Less than three months since it launched, the monkeypox rapid research response led by the University of Toronto’s Emerging and Pandemic Infections Consortium (EPIC) and three partner hospitals is generating results that could help curb transmission of the virus.
“When monkeypox first arrived in Canada, we quickly learned about the stockpile of smallpox vaccine [which also protects against monkeypox],” said Jesse Knight, a PhD student in U of T’s Institute of Medical Science. “Given that the vaccine supply was quite limited early on, it was important to use it quickly and efficiently to help reduce cases.”
Knight is the first author on a new modelling study that looks at how to optimize the initial rollout of vaccine to prevent the most infections. The study suggests that the greatest number of infections could be prevented by prioritizing vaccines to bigger cities with larger networks of communities at risk, the highest epidemic potential and largest number of initial cases.
Knight notes these results do not mean that areas outside of big cities should not receive vaccines, but rather they provide guidance on how to maximize immediate impact — early in an epidemic — of an extremely limited supply until more doses become available. Indeed, while Ontario’s vaccination efforts initially centred on Toronto, they soon expanded to areas outside the city.
The findings, which have not yet been peer reviewed, were co-authored by Knight’s academic supervisor Sharmistha Mishra and collaborator Darrell Tan, both associate professors in U of T’s Temerty Faculty of Medicine and clinician-researchers at St. Michael’s Hospital, Unity Health Toronto. Mishra and Tan are also co-leads of EPIC’s monkeypox rapid research response.

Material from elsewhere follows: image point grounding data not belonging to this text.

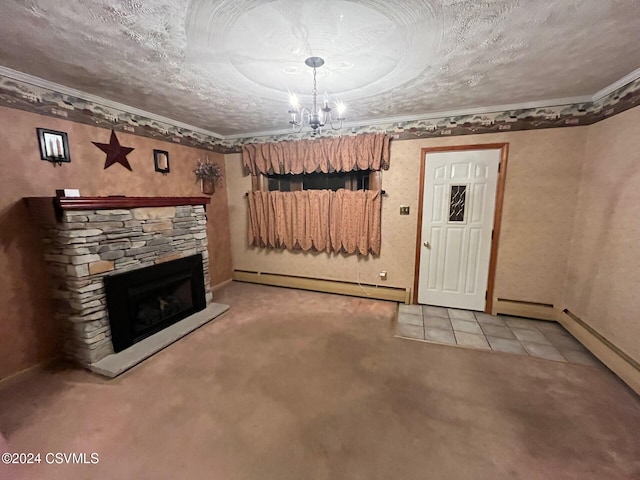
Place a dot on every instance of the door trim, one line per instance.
(497, 216)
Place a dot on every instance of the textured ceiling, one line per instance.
(226, 66)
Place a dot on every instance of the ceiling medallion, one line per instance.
(315, 117)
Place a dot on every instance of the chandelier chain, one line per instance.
(316, 118)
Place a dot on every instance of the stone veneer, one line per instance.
(83, 246)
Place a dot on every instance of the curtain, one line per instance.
(322, 220)
(340, 154)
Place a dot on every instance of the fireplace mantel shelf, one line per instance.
(104, 203)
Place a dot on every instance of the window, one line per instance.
(355, 180)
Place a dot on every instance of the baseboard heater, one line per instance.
(620, 362)
(394, 294)
(522, 308)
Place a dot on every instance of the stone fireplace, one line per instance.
(91, 242)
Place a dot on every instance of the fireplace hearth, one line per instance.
(88, 240)
(145, 301)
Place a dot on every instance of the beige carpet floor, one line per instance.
(301, 385)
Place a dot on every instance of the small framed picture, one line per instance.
(161, 161)
(54, 146)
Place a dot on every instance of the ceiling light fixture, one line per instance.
(315, 117)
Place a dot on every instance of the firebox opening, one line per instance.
(145, 301)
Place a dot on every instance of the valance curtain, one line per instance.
(322, 220)
(340, 154)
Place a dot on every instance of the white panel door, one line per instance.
(457, 220)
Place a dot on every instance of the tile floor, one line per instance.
(501, 333)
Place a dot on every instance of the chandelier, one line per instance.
(315, 117)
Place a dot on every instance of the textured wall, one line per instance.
(27, 331)
(603, 278)
(542, 184)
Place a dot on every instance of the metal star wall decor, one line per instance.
(116, 153)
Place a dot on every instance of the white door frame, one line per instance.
(497, 220)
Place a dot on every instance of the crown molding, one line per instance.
(394, 122)
(609, 89)
(56, 87)
(436, 115)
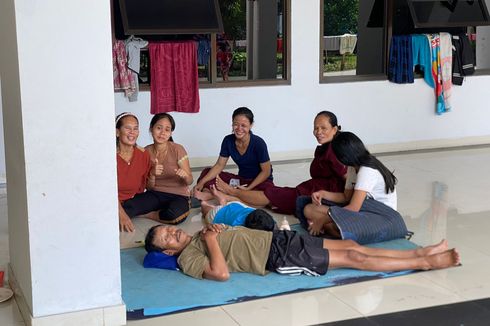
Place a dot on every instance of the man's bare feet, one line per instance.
(444, 259)
(203, 195)
(221, 197)
(433, 249)
(225, 187)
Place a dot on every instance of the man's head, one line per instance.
(260, 220)
(167, 239)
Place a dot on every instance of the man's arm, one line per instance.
(217, 269)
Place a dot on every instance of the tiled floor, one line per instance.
(442, 194)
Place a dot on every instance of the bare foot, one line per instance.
(218, 195)
(225, 187)
(203, 195)
(315, 226)
(432, 250)
(444, 259)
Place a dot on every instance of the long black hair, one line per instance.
(350, 151)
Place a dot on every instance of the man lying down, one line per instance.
(219, 249)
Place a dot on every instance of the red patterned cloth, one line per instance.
(174, 79)
(123, 79)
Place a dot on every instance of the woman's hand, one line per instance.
(125, 224)
(181, 173)
(243, 187)
(316, 197)
(157, 168)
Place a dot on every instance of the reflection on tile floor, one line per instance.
(440, 195)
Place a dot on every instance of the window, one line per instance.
(353, 43)
(251, 50)
(253, 47)
(355, 34)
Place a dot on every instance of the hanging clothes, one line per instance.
(446, 54)
(203, 51)
(422, 57)
(463, 58)
(174, 78)
(123, 79)
(133, 49)
(347, 43)
(435, 44)
(400, 68)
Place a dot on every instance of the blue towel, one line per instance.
(160, 260)
(400, 67)
(148, 291)
(422, 57)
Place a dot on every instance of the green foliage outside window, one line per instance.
(340, 17)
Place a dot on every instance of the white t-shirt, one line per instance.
(371, 181)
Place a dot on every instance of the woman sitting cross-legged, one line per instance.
(247, 150)
(325, 170)
(170, 177)
(369, 201)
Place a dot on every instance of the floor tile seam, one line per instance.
(462, 243)
(453, 291)
(360, 314)
(413, 275)
(229, 314)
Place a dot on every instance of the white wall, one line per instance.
(398, 116)
(2, 147)
(62, 194)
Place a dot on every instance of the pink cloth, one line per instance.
(174, 79)
(123, 79)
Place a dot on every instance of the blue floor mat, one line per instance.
(149, 292)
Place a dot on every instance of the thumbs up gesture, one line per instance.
(157, 168)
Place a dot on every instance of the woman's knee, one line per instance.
(309, 210)
(355, 256)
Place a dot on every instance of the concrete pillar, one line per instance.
(58, 113)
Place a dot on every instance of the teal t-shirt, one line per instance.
(233, 214)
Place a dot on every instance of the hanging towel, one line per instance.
(203, 51)
(434, 40)
(347, 43)
(463, 58)
(123, 79)
(174, 79)
(133, 48)
(400, 68)
(422, 57)
(446, 68)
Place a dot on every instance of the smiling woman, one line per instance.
(247, 150)
(325, 170)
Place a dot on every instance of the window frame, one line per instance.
(356, 78)
(214, 81)
(388, 22)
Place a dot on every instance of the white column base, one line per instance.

For their study, the researchers built a mathematical model that simulated the potential transmission of monkeypox virus in the context of sexual networks of gay, bisexual, and other men who have sex with men. The model reflects two interconnected sexual networks that can be thought of as communities within two cities — one larger network like in Toronto and a smaller network in a medium-sized Ontario city — and simulated the roll-out of 5,000 vaccine doses starting two months after the first case of monkeypox.
The team tested scenarios in which they changed the relative population size in each network (i.e., city), the interconnectedness between the two sexual networks (sex among individuals between cities), epidemic potential of the virus in each city, and the distribution of initial “imported” cases across cities.
A city’s epidemic potential reflects how likely a person carrying the virus is to pass it on to others, by taking into account the density and configuration of the sexual network, access to prevention and care, and the underlying social and structural contexts that shape sexual networks and shape access.
“Early insights from these analyses helped inform vaccine prioritization by health units across Ontario, which to date has centred on community-based organizations, service providers, health units, and public health teams at every level working together to mobilize access and deliver vaccines to gay, bisexual and other men who have sex with men who may be most at risk of infection,” said Mishra.
From the start, Mishra said, community leadership has been at the forefront of the response, including the science — with modeling questions, inputs, interpretation, and application shaped by communities and the public health actors working to serve communities.
Knight hopes that this work will also have an impact on how vaccines are deployed globally. “Given our increasingly connected world, our findings really highlight the importance of global vaccine equity in responding to outbreaks, and also in preventing them in the first place," he said.
Vaccines can help break chains of transmission when deployed strategically, but another opportunity to stop transmission is in the environment — where people infected with the virus may shed it onto surfaces and objects.
“We knew very little about fomite [surface] transmission of monkeypox prior to this outbreak,” said Christopher Kandel, an assistant professor in Temerty Medicine’s department of medicine and an infectious disease physician at Michael Garron Hospital, Toronto East Health Network.
To address that knowledge gap, Kandel and Sharon Sukhdeo, an infectious diseases resident at U of T, teamed up with Temerty Medicine professors and EPIC faculty members Allison McGeer, Adrienne Chan, and Matthew Mullerto study the risk of environmental transmission of monkeypox.
For the first part of their study, the team swabbed a mixture of high- and low-touch surfaces in hospital exam rooms where patients with monkeypox had received care. They tested the same surfaces again after the rooms had been cleaned.
Their preliminary results showed detectable levels of monkeypox DNA on many high-touch and a few low-touch surfaces. Encouragingly, the researchers could not detect the virus on the majority of surfaces after cleaning. Where they did detect the virus after cleaning, levels were significantly reduced.
Kandel notes that while they were able to detect monkeypox DNA, their methods can’t determine whether the detected virus was infectious.
As a next step, the researchers will expand their study to look at environmental transmission within households. They will ask people who are self-isolating with monkeypox to swab objects and surfaces in their home at different timepoints, which will provide insight into how long an infected person sheds the virus and whether common at-home cleaning products can effectively disinfect contaminated surfaces.
“There are so many questions that need to be answered,” said Kandel. “With these studies, we’ll have a much better understanding of monkeypox transmission, including how infectious people are and how long isolation should last to best protect others.”